O que sobra de Bolsonaro?
“Todo retorno que tenho dos comunicados se transforma em estímulo ao meu trabalho. Vocês são a razão da existência do meu mandato.
Carta assinada por Jair Bolsonaro, em 2004, publicada pelo site neonazista Econac.
Imagem: Reprodução/Web Archive"
Tweet por @mandsfra2
1. "O essencial é saber ver."
Na época eu tava ali no segundo ano do ensino técnico. Tinhamos aulas de montagem, fotografia, semiótica, e mais um monte de outras coisas. Essa última sempre me chamava atenção. Falava de um jeito bem profundo sobre como nós nos relacionamos com o mundo ao nosso redor.
Essa coisa de comer, devorar, e depois assimilar os símbolos, que diz a antropofagia cultural. Usamos e somos usados. Criamos o novo. Mas há também o pior, o macabro, as vezes eles se apresentam contendo mensagens obscuras, anti-democráticas...pra dizer o mínimo.
Griffith, por exemplo, que inovou na montagem paralela, era um racista, supremacista branco de carteirinha. O desgraç...usava sem pudor, o cinema como propaganda. Ele sabia mais do que ninguém, que ocupar uma mente, valia tanto ou mais que ocupar um território geográfico.
Por outro lado temos Eisenstein, um cineasta soviético fodástico que também entendia a importância da mensagem, e mais, sabia a importância da forma com que ela vem até nós.
Pra ele, a montagem é "o nervo do cinema" (tô devendo ler/ver mais Eisenstein)
2. Estética é o que mesmo?
Olhando pro teatro que se fez na paulista, com a manifestação recente tivemos um monte de bizarrices: A bandeira de Israel com pentagrama, o dito cujo falando da minuta do golpe, um Homem-aranha todo em verde azul e amarelo (vermelho não pode, é a cor do inimigo)
É difícil ver um sentido nisso tudo, percebemos que essa é a hora que a lógica saí de cena, que o racional dá lugar as paixões, é sedução, é estética.
Estética, Santaella e Aline Antunes explicam:
"seria a equivalente sensual da lógica. Isso significa
que, enquanto a lógica trata do saber analítico, baseado no raciocínio, a estética lida com um
outro tipo de conhecimento, aquele que se realiza pela mediação dos sentidos, por meio da
sensorialidade."
3. Herói de quem?
Pra falar sobre isso, essa mediação dos sentidos, volto ao ensino médio.

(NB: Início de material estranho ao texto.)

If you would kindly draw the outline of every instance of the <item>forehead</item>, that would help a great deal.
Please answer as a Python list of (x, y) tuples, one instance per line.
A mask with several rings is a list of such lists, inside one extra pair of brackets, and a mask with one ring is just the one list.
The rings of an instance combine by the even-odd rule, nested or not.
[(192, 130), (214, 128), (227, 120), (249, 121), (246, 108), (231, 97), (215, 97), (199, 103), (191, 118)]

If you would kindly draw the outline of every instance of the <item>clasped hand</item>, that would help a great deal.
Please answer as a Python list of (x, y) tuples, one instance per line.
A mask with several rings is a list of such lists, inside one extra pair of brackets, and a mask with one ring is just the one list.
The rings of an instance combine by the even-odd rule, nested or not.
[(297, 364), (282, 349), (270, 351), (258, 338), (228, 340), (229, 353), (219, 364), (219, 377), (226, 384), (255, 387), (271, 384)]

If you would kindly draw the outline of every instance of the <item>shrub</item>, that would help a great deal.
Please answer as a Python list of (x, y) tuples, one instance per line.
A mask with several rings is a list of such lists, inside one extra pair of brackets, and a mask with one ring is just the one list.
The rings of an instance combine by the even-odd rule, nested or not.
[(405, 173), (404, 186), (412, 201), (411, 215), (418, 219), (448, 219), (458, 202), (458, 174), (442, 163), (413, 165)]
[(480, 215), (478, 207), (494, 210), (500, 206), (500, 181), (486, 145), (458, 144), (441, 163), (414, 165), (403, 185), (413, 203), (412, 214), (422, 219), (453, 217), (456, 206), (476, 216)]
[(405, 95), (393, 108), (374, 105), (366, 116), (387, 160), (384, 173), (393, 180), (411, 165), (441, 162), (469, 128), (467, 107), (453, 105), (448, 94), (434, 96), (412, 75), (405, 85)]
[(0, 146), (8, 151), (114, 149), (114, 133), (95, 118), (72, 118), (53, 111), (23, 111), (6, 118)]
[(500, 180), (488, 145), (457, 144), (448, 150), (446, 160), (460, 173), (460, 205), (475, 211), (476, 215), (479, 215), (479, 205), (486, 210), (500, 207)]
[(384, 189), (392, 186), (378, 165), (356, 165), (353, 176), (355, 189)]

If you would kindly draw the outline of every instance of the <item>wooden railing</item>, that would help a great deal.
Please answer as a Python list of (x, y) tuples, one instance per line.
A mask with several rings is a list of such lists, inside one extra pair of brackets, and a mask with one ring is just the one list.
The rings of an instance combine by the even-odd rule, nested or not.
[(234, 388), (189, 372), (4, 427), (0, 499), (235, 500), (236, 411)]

Estava, sei lá, estudando, ou vendo uns memes no twitter quando dou play num vídeo.
As notícias do dia falavam daquilo sem parar, os jornalistas, comentaristas, twitteiros, etc, etc, viraram e reviravam o fato:
Roberto Alvim, à época secretário nacional de cultura do governo Bolsonaro, havia feito um discurso quase idêntico ao de Goebbels.
E aqui um parêntese, plágio por si só é uma coisa horrível, mas de todos os tipos de plágios que possam existir, talvez o que copia um ministro da propaganda nazista, seja o pior deles.
Lembro que eu fiquei chocado. A estética não mentia, tenho as frases, o ângulo de câmera, o quadro no fundo do cenário, a imposição de voz, toda a mise en scene gravada na cabeça. "A arte brasileira da próxima década, será heróica (...)"
Ali foi talvez a hora em que o fascismo arranhou os meus olhos de um jeito mais contundente, se fez ver.
Quase.
Na verdade, o que pra mim era tão lógico, tão claro, prum mar de outros, os apoiadores, era irrelevante, era inclusive, realidade. Uma necessidade de se desfazer de tudo que está aí e "Make Brazil great again"
Como isso é possível?
Eu poderia aqui puxar a ficha de qualquer um dos outros ministros, mas esse caso já é bem didático.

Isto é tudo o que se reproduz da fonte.